Enjeux :
Tenter de Problématiser la question de l’Universalité ?
« Une Fidélité-Infidèle ? » :
En tant que je suis pour une part un « occidental » – ici et maintenant / pour une autre part un lutteur-critique contre justement cet Ethnocentrisme
Et puis encore en tant que je suis un « lecteur » d’Edouard Glissant qui ne prône rien moins qu’une lecture dogmatique de son travail de Pensée en tant que disciple (académique) ! ! ?
Dans la tension entre Fidélité et Infidélité et dans la justesse d’une infidélité – Fidèle ! ? (Comprenne qui pourra en lisant justement Glissant ?).
Définition provisoire :
Processus de « Rencontres » de réalités culturelles (au sens le plus large possible) avec échanges/ interactions frottées/ interactions transformatrices/ réinventions/ appropriations Etc.
Ces rencontres produisant du nouveau des deux côtés et en commun – et non pas la coexistence tolérante ou leur dissolution en consensus homogène et consumériste.
Cette Définition est indissociable du « et non pas ».
Et le processus se continue : le Commun rencontre d’autres réalités et ainsi de suite . . . et de nouveau un commun . . . sans fin comme La Fin.
Les Risques de toute « Créolisation » : la coexistence Multiculturelle / la Modernité Marchande en Globalisation / le retour d’une Dominante hiérarchique / la fin du processus comme Fin de l’Histoire :
La coexistence Multiculturelle : il y a « rencontres » mais c’est en tant que chacun reste séparé – chacun DANS son Monde MAISen tolérance réciproque. La « rencontre » ne produit aucun nouveau commun.
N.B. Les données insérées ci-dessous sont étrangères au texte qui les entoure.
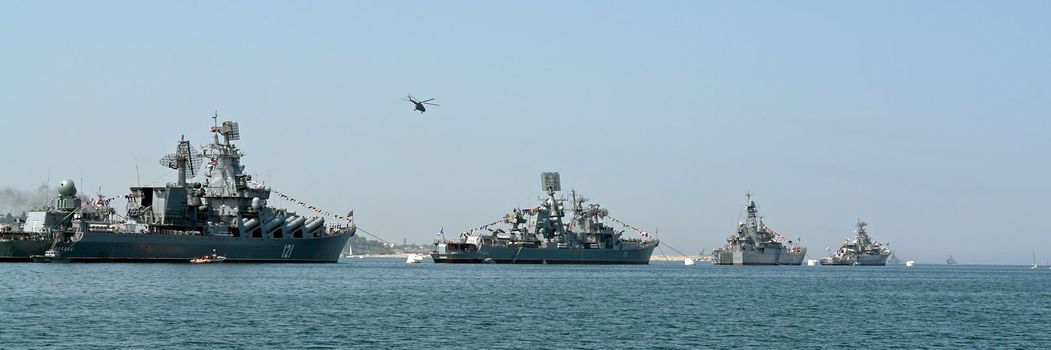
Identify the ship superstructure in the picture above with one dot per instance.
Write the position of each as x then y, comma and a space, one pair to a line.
540, 235
225, 213
862, 250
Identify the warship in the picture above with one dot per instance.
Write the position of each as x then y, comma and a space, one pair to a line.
226, 214
35, 234
539, 235
755, 243
861, 251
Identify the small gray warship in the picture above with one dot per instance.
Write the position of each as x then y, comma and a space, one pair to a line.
538, 235
755, 243
226, 214
35, 234
861, 251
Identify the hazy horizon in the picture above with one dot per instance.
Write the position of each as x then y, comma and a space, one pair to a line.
928, 120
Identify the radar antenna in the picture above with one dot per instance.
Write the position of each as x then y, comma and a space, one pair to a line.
184, 155
230, 130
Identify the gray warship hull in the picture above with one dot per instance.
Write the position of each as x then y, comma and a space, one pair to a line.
858, 261
146, 247
548, 255
789, 258
20, 249
765, 256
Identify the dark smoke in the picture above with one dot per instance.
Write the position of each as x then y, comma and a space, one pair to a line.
15, 201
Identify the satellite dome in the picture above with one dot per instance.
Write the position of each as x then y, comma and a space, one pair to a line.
67, 188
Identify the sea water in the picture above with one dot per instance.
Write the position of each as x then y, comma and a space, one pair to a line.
384, 303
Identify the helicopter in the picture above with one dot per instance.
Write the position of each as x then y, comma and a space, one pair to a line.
419, 104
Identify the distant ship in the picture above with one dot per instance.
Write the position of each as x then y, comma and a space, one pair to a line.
755, 243
539, 235
226, 214
861, 251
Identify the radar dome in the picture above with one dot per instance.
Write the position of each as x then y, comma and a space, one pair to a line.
67, 188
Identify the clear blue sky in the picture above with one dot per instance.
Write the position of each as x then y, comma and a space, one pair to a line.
927, 119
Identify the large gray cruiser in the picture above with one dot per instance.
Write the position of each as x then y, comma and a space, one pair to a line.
538, 235
860, 251
226, 214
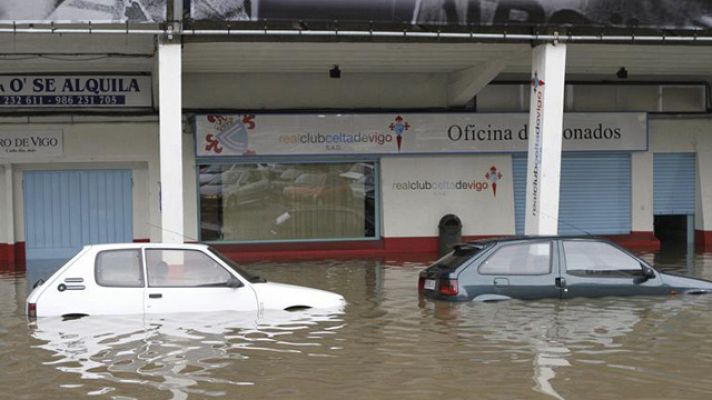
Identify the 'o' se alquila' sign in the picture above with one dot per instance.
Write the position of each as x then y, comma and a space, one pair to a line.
75, 91
293, 134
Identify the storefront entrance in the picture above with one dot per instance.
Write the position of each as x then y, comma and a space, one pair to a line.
65, 210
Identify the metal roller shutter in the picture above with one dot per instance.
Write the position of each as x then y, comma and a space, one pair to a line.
595, 193
674, 183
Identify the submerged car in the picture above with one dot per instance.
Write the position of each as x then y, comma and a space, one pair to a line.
547, 267
151, 278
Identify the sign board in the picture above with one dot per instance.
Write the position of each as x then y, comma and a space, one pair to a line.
301, 134
31, 144
418, 191
103, 11
451, 15
75, 91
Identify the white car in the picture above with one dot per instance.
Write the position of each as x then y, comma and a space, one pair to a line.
151, 278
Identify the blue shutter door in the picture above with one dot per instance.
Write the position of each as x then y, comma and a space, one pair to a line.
674, 183
595, 193
65, 210
519, 181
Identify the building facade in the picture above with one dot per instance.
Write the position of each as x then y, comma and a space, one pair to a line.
281, 145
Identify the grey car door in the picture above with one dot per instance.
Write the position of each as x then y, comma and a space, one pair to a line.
593, 268
519, 270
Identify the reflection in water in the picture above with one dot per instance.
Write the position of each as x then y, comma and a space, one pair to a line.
178, 352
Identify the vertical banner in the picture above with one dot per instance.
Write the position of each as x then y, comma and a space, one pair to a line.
546, 114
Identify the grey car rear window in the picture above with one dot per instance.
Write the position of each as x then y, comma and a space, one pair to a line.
461, 255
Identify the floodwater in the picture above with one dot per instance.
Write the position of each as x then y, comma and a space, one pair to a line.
389, 344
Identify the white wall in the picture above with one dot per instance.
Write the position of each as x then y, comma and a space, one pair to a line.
5, 209
313, 91
416, 211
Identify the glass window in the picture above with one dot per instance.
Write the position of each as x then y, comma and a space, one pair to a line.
589, 257
183, 268
247, 202
119, 268
519, 259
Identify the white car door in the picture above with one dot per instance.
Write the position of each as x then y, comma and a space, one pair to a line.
189, 280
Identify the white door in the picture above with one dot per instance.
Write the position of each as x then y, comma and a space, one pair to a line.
181, 280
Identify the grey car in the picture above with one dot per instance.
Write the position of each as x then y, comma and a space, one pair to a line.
547, 267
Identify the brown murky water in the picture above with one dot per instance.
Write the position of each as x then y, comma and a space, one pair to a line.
389, 344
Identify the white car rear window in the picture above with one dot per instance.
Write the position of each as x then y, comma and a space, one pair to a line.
119, 268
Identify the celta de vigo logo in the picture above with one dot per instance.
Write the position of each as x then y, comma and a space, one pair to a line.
399, 127
232, 134
493, 176
536, 82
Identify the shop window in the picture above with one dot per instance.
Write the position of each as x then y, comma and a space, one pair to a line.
252, 202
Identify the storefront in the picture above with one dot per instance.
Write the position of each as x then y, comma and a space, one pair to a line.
388, 178
297, 142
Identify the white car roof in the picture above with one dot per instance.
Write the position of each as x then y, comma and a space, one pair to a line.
151, 245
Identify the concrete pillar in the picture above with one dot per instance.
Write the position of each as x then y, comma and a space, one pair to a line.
7, 217
642, 196
546, 114
170, 141
703, 207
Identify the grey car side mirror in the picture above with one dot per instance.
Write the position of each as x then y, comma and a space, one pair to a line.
648, 273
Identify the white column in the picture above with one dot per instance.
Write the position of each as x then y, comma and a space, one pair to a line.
546, 113
170, 141
7, 212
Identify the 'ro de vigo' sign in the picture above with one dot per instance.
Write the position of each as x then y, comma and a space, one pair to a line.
31, 144
75, 91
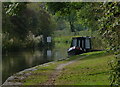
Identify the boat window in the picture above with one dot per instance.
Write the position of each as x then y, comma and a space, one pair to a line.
87, 44
82, 43
74, 43
79, 43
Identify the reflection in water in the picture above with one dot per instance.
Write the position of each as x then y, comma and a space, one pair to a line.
18, 61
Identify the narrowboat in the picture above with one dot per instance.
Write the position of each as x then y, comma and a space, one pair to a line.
79, 45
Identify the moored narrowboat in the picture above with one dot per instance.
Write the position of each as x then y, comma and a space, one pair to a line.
79, 45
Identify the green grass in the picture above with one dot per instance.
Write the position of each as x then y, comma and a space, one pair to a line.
42, 74
92, 70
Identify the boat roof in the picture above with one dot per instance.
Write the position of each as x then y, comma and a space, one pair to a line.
81, 37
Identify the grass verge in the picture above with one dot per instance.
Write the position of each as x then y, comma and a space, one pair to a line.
92, 70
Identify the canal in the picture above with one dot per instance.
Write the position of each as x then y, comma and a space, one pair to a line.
14, 62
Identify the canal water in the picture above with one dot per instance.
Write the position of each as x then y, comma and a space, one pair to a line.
17, 61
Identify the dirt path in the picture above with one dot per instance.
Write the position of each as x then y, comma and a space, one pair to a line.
58, 70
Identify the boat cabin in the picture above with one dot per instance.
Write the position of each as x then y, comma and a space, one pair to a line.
80, 45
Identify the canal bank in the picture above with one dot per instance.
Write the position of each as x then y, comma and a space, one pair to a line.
85, 69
Il semble parfois que E.Glissant réduit à cela ce qu’il appelle « métissage » ( ?).
La Modernité Marchande en Globalisation : tout se rencontre mais c’est pour se mélanger sous les hospices de la Globalisation Marchande : des looks de tous les coins, des rayons exotiques et finalement vive LE MARCHE !
Le retour d’une Dominante hiérarchique : l’une des réalités Culturelles en interactions (re)prend et impose sa version de « l’universalité ».
La Fin du processus comme Fin de l’Histoire : une étape d’un processus de la Créolisation se prend pour le Nombril du Monde (comme l’Ethnocentrisme Occidental en Gloire contemporaine !).
C’est un Débat avec E. Glissant : le nom « d’universel » doit-il être abandonné – et même au-delà du nom quelque chose de l’Idée même ?
Ce n’est pas la même chose de l’Universel à l’Occidental – comme faux universel – ET d’abandonner cette notion même !
D’une nouvelle Pensée de l’Universel contre la Fausse et l’usurpée :
(une certaine Idée de « l’Universel » ! ?) – ce qui « vaudrait « pareillement » pour n’importe qui celui-ci, cet autre ; pour ce groupe et encore n’importe quel autre groupe ; pour ce temps ou n’importe quel autre ?
« Vaudrait » – « Véridiquement » / « Ethiquement » / « Politiquement » / « Culturellement » / « Artistiquement » / Etc.
Pour toute « Appropriation » dans tous ces registres d’être et pour chacun-tous
(« Qui » ne comprend pas que tous ces «.» sont inhérents à cette tentative de Pensée – est un « Idiot » pour lequel Edouard ne peut rien !).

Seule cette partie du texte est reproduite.